As potential trade policy outcomes narrowed throughout 2025, large users reengaged in leasing negotiations. This expression of pent-up demand accelerated strategic decisions to consolidate and modernize operations and pursue build-to-suits, benefiting newer large-format facilities disproportionately. Improving demand conditions moderated rent declines, even in markets with still-high vacancies such as Spain, Dallas, and the Southwestern U.S., with some markets even seeing moderate growth.

Rents declined as landlords competed for customers, with the sharpest declines in the U.S./Canada at -4.9% year over year. Outside of the U.S./Canada, rents declined more modestly, only -2.3%.

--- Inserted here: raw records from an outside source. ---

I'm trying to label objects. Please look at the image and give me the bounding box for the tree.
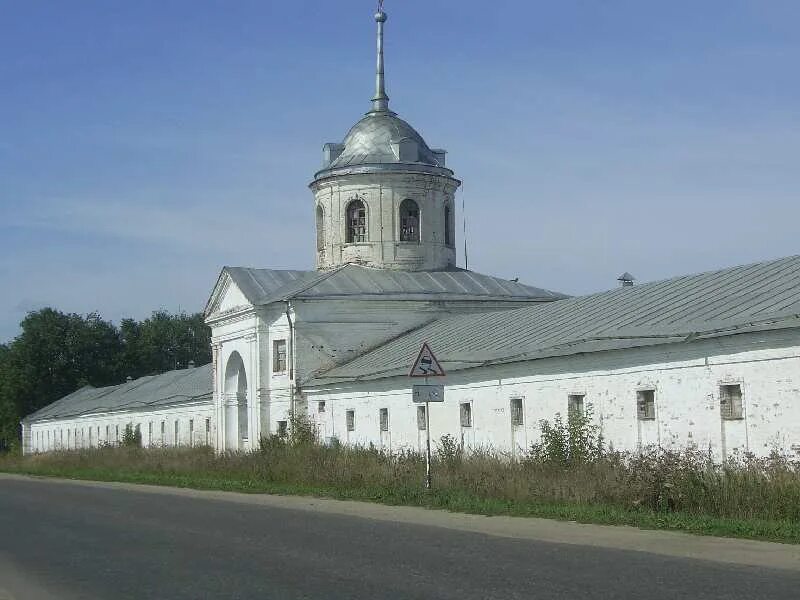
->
[0,309,123,450]
[0,308,211,450]
[119,311,211,378]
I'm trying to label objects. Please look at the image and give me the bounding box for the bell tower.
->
[309,4,461,272]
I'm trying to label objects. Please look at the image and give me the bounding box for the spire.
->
[370,2,392,114]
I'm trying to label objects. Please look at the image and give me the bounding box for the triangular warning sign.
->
[409,343,446,377]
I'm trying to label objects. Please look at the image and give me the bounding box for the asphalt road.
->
[1,477,798,600]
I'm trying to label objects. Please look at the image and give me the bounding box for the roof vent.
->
[188,360,196,369]
[618,272,636,287]
[125,376,133,383]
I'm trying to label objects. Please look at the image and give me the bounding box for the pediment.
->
[205,270,254,318]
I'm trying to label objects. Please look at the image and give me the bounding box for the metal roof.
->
[24,365,212,423]
[225,264,566,306]
[310,255,800,384]
[322,113,443,171]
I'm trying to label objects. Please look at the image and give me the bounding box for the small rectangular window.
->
[460,402,472,428]
[205,418,211,445]
[148,422,153,445]
[417,405,427,431]
[277,420,288,437]
[510,398,524,426]
[318,401,326,413]
[273,340,288,373]
[161,421,165,443]
[379,408,389,432]
[189,419,194,447]
[174,420,179,446]
[115,425,119,442]
[568,394,585,420]
[346,410,355,432]
[637,390,656,420]
[720,384,744,420]
[105,425,109,441]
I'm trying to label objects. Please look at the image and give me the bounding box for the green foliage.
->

Trend #2: Cost-sensitivity persisted, driving tenants to prioritize leasing in less expensive markets.

Macro uncertainty and expensive capital caused businesses to scrutinize costs across the supply chain, particularly as operating costs beyond warehouse rent escalated sharply in recent years (e.g., property taxes, insurance and labor). In some global markets, operating expenses rose 20% year over year in 2024, equal to about 20% of gross rent.

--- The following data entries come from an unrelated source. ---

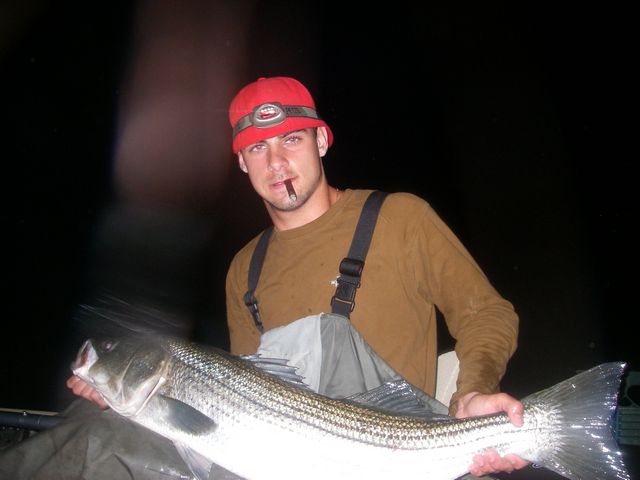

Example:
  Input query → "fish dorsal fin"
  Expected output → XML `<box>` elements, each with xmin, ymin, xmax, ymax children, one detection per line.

<box><xmin>242</xmin><ymin>354</ymin><xmax>312</xmax><ymax>390</ymax></box>
<box><xmin>346</xmin><ymin>379</ymin><xmax>451</xmax><ymax>420</ymax></box>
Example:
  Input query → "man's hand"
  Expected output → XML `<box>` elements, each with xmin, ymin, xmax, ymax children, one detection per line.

<box><xmin>66</xmin><ymin>375</ymin><xmax>109</xmax><ymax>409</ymax></box>
<box><xmin>455</xmin><ymin>392</ymin><xmax>530</xmax><ymax>476</ymax></box>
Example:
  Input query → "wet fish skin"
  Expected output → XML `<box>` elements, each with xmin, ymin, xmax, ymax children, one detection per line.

<box><xmin>72</xmin><ymin>336</ymin><xmax>630</xmax><ymax>480</ymax></box>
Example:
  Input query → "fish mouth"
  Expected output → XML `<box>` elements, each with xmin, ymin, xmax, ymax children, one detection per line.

<box><xmin>71</xmin><ymin>339</ymin><xmax>98</xmax><ymax>378</ymax></box>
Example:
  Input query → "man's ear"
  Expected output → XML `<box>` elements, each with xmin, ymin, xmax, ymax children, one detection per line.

<box><xmin>238</xmin><ymin>154</ymin><xmax>248</xmax><ymax>173</ymax></box>
<box><xmin>316</xmin><ymin>127</ymin><xmax>329</xmax><ymax>157</ymax></box>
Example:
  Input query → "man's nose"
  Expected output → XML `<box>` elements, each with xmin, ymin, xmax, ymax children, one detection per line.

<box><xmin>266</xmin><ymin>145</ymin><xmax>289</xmax><ymax>171</ymax></box>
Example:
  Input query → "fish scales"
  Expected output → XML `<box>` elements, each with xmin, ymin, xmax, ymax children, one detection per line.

<box><xmin>71</xmin><ymin>336</ymin><xmax>630</xmax><ymax>480</ymax></box>
<box><xmin>167</xmin><ymin>340</ymin><xmax>498</xmax><ymax>449</ymax></box>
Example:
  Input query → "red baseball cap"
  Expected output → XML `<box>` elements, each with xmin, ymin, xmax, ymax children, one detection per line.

<box><xmin>228</xmin><ymin>77</ymin><xmax>334</xmax><ymax>153</ymax></box>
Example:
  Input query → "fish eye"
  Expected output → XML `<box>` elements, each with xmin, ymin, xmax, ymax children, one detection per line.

<box><xmin>101</xmin><ymin>339</ymin><xmax>116</xmax><ymax>352</ymax></box>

A pullback in triple-net rents in high-cost gateway and Last Touch® markets is luring back some large customers with flexible balance sheets, but many businesses continued to consider alternative locations depending on use case and related supply chain costs like labor and transportation.

Trend #3: Supply constraints are reinforcing the value of existing logistics space.

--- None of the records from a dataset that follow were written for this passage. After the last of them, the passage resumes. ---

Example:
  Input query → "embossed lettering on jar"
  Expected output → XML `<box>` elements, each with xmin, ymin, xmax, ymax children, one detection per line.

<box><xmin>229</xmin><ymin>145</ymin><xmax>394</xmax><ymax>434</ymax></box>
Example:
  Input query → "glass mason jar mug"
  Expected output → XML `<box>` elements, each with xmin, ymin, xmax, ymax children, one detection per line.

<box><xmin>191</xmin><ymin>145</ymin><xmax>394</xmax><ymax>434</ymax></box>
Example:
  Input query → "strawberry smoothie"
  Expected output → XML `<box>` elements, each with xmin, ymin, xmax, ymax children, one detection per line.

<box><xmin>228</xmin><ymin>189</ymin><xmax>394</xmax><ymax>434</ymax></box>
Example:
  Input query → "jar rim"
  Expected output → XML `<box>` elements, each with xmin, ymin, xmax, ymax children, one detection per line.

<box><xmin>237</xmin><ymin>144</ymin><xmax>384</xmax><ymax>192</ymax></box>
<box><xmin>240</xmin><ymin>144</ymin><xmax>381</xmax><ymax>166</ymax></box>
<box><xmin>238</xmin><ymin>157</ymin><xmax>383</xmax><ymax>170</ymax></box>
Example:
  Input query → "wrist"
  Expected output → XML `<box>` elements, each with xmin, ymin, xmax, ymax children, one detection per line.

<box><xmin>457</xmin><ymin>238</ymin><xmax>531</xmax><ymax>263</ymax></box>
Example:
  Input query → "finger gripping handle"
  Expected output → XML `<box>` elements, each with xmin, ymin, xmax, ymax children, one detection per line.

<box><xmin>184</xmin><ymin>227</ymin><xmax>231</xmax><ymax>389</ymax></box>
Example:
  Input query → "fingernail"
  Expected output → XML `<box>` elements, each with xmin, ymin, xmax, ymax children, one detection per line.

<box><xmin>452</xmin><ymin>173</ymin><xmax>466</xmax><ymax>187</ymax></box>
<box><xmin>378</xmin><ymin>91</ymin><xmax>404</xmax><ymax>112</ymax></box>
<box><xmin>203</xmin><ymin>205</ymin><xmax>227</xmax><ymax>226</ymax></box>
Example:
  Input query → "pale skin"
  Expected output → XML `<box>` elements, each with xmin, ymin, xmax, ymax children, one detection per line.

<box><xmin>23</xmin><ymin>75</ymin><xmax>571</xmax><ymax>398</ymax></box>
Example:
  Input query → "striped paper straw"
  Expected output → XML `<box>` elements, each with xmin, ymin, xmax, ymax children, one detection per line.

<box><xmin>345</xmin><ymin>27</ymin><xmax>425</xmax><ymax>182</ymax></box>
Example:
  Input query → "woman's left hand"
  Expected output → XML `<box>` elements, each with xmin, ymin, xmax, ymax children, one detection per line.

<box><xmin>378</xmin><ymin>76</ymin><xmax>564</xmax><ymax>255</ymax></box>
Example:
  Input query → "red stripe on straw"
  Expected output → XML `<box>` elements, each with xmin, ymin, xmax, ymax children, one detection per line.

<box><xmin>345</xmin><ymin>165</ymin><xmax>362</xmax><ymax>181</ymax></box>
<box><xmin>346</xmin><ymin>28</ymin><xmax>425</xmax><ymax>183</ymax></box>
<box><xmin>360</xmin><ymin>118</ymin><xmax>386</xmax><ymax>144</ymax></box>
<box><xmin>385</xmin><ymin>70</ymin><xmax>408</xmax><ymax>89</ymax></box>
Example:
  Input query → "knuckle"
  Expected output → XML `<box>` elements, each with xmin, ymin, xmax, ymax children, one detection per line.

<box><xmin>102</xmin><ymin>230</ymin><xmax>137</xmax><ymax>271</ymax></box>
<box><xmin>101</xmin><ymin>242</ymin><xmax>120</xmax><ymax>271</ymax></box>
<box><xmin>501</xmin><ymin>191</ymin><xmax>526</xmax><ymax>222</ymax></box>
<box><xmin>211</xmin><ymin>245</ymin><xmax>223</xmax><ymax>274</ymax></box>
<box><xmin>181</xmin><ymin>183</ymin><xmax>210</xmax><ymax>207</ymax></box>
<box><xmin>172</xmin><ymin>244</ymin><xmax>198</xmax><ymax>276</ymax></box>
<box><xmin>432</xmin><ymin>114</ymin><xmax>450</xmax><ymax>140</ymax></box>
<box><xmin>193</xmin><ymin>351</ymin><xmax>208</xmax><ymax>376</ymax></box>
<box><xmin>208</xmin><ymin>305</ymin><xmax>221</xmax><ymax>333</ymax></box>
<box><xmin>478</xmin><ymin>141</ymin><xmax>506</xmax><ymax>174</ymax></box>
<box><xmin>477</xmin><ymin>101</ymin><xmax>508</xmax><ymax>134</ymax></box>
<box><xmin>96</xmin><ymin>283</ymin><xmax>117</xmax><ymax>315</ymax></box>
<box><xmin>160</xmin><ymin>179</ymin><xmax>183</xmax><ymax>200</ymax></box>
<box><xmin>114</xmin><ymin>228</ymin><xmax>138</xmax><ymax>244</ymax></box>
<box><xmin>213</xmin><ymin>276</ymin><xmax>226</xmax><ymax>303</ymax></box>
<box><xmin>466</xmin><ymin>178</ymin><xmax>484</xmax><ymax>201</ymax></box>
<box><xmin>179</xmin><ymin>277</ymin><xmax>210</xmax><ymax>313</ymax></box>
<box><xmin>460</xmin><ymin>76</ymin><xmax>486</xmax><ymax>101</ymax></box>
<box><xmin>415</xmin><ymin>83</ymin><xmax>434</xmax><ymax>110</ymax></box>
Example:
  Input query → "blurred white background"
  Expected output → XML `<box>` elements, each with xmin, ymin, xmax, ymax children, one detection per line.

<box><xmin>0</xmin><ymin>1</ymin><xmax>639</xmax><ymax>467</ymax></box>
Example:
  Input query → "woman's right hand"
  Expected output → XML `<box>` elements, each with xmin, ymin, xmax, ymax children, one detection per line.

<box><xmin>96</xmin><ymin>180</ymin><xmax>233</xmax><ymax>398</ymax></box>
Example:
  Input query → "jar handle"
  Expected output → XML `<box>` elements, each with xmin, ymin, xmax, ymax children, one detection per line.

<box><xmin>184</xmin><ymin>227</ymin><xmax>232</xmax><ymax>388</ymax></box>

Replacement-cost rents are approximately 20% above market rents globally, making speculative projects unviable in most locations. In 2026, global completions should fall to their lowest level since 2018 at 474 MSF. In the U.S., completions should fall to their lowest level in a decade. Especially in Europe, grid constraints have emerged as a new barrier to supply, compounding longstanding land and regulatory limitations. Fewer deliveries should result in occupancy gains and push rents higher.

Trend #4: Demand-drivers tracked more closely with patterns of rent growth.

Manufacturing-heavy regions in Mexico, Canada and China faced rental headwinds from uncertainty around tariffs. U.S. gateway markets repriced on elevated operating costs even as new supply remained very limited and trade stayed healthy, with import volumes in U.S. gateway markets in line with 2024 levels and approximately 4% higher than the 2021–2024 average. 

Despite policy uncertainty, global consumption remained stable, and retail sales grew by 2.0% globally. E-commerce expansion led sales growth at 6.3% year over year, outperforming offline by 430 bps.5. Expansion of consumption-related demand was particularly prominent in demographics-driven geographies, such as Mexico City, the U.S. Sunbelt and Spain.

"A new cycle is kicking off. Early growth phases from recent prior cycles look similar, with flight-to-quality and larger customers in larger spaces leading demand. Supply has eased, demand is accelerating and broadening; and the bottom for rents is forming. As a result, Prologis Research expects moderate global rent growth in 2026 with variability by location, size and quality," the report concludes.